All Headlines 06:52 April 03, 2017


Japan's faulty textbooks
Tokyo should stop teaching lies about Dokdo

Japan approved new education guidelines last week to ensure for the first time that all of its elementary and middle schools teach students that Dokdo is an integral part of Japanese territory. Tokyo also just approved several social studies textbooks that claim Korea's easternmost islets belong to Japan.

Since previous education guidelines did not mention Dokdo, many Koreans are concerned that Tokyo is reinforcing a distorted history education for future generations on baseless territorial claims.
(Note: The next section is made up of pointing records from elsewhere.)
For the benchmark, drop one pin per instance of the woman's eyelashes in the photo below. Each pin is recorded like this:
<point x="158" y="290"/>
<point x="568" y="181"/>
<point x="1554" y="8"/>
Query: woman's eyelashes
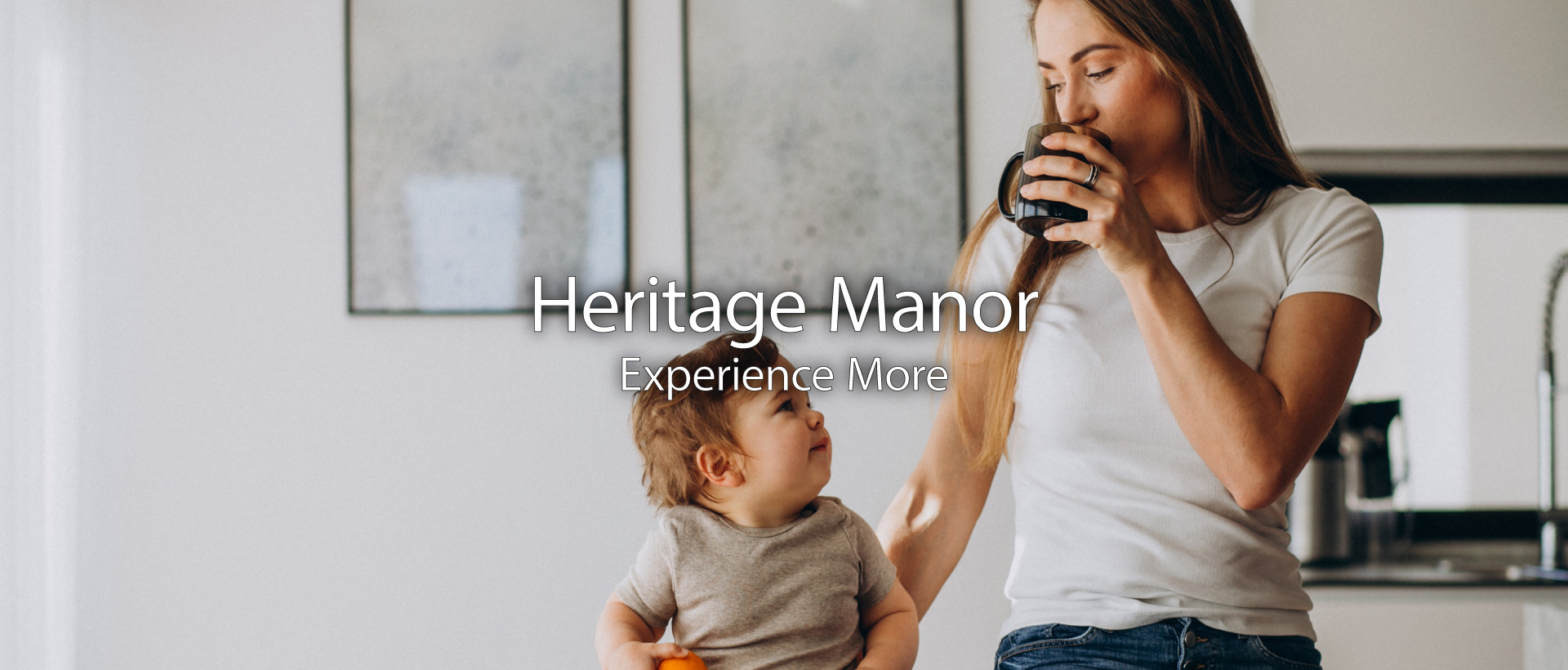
<point x="1095" y="76"/>
<point x="789" y="405"/>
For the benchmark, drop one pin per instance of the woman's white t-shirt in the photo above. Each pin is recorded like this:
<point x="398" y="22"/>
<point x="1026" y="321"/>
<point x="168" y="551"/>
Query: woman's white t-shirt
<point x="1118" y="523"/>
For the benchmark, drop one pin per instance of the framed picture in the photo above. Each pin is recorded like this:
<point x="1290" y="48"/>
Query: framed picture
<point x="487" y="146"/>
<point x="823" y="138"/>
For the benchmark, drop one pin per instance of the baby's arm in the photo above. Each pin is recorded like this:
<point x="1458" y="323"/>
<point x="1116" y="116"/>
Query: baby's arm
<point x="893" y="631"/>
<point x="625" y="642"/>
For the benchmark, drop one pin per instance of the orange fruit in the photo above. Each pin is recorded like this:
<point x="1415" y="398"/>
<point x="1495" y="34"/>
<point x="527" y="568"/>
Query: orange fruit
<point x="690" y="663"/>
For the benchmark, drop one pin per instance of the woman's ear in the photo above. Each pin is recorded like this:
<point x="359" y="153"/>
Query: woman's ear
<point x="717" y="468"/>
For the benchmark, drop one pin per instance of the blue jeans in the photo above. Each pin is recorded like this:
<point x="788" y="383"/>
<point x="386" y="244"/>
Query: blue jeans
<point x="1165" y="645"/>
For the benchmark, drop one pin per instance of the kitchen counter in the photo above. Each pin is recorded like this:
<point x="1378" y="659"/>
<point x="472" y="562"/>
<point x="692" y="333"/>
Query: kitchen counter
<point x="1441" y="564"/>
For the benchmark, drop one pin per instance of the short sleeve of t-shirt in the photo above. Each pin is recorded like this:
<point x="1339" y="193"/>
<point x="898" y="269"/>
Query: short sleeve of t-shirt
<point x="1339" y="250"/>
<point x="877" y="571"/>
<point x="649" y="587"/>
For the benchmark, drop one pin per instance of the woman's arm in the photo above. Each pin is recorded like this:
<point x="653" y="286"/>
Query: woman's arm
<point x="1254" y="429"/>
<point x="930" y="520"/>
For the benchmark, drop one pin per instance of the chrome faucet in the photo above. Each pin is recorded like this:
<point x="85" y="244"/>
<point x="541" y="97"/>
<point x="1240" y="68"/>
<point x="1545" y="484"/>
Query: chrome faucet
<point x="1551" y="565"/>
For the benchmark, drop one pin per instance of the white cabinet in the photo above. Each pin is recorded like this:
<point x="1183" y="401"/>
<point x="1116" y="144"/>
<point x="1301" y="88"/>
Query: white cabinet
<point x="1416" y="74"/>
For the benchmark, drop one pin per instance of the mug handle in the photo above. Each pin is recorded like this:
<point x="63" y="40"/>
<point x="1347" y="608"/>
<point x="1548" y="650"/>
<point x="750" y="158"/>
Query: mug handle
<point x="1000" y="189"/>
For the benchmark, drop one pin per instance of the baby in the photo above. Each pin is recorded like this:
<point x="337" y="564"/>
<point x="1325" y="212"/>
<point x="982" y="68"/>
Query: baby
<point x="755" y="569"/>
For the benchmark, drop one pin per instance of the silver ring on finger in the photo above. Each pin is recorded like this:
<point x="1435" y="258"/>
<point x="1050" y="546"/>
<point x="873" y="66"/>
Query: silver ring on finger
<point x="1094" y="176"/>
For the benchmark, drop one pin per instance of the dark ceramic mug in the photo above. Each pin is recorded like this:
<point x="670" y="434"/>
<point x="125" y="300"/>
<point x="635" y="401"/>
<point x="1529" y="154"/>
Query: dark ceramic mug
<point x="1031" y="216"/>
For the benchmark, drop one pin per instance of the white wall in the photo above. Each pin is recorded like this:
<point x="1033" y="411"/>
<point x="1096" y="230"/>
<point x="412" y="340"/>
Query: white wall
<point x="269" y="482"/>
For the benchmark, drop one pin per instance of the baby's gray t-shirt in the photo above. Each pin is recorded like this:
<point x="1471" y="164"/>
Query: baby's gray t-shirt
<point x="742" y="598"/>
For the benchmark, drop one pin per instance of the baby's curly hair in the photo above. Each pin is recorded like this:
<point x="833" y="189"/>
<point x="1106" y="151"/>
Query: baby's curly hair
<point x="668" y="429"/>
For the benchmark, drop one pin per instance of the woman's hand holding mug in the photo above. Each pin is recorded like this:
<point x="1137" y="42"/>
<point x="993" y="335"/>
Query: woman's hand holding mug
<point x="1117" y="223"/>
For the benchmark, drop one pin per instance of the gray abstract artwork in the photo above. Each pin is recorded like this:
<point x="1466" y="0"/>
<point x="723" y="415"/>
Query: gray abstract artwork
<point x="487" y="148"/>
<point x="823" y="141"/>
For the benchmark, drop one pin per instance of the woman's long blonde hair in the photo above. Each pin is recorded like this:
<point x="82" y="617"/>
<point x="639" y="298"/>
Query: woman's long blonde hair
<point x="1236" y="148"/>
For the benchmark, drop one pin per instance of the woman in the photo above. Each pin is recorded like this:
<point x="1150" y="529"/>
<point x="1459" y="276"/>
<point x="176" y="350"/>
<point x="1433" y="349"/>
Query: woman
<point x="1192" y="346"/>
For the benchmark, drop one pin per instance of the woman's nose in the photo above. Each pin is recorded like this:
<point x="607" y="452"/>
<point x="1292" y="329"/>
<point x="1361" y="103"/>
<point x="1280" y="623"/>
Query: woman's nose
<point x="1075" y="104"/>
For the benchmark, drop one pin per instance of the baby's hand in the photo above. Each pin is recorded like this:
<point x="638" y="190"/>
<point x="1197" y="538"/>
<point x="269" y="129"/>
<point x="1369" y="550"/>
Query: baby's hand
<point x="644" y="656"/>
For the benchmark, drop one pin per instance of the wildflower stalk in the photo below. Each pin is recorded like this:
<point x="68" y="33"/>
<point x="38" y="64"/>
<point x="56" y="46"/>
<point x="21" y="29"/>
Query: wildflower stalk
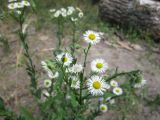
<point x="73" y="39"/>
<point x="30" y="67"/>
<point x="82" y="74"/>
<point x="122" y="73"/>
<point x="59" y="32"/>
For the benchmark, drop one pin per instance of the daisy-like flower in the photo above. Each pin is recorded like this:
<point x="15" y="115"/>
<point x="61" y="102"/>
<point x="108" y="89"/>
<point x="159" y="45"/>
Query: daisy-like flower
<point x="92" y="37"/>
<point x="75" y="82"/>
<point x="19" y="5"/>
<point x="52" y="76"/>
<point x="117" y="91"/>
<point x="108" y="99"/>
<point x="99" y="66"/>
<point x="12" y="0"/>
<point x="103" y="108"/>
<point x="114" y="83"/>
<point x="112" y="101"/>
<point x="70" y="11"/>
<point x="77" y="68"/>
<point x="47" y="83"/>
<point x="67" y="59"/>
<point x="44" y="66"/>
<point x="52" y="10"/>
<point x="11" y="6"/>
<point x="100" y="99"/>
<point x="25" y="3"/>
<point x="19" y="12"/>
<point x="141" y="84"/>
<point x="96" y="85"/>
<point x="80" y="14"/>
<point x="74" y="19"/>
<point x="63" y="12"/>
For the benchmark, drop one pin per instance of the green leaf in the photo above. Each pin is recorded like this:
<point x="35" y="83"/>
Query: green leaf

The guidelines, which are renewed every 10 years, will be fully applied to the elementary school curriculum starting in 2020 and in middle schools the following year.

The Ministry of Foreign Affairs rightly called on Japan to withdraw the new guidelines on Dokdo and lodged a complaint with Hideo Suzuki, minister and deputy chief of mission at the Japanese Embassy in Seoul. The Ministry of Education also strongly denounced Japan, saying that its claim of sovereignty over Dokdo is "no different from its imperialist aggression of the past." Japan should always remember that its wartime atrocities have brought despair and suffering to Korea and many other countries.

It is highly regrettable that Tokyo has once again asserted its sovereignty over Dokdo amid escalating tension between the two neighbors over historical rows. Even before Tokyo's renewed claims to Dokdo, the two countries had not been able to resolve their differences over the issue of "comfort women" statues in front of Tokyo's diplomatic missions in Korea. A prolonged absence of Japan's top envoy in Korea has severely hampered bilateral diplomacy. Tokyo recalled Ambassador Yasumasa Nagamine in January and he has not yet resumed his duties in Seoul.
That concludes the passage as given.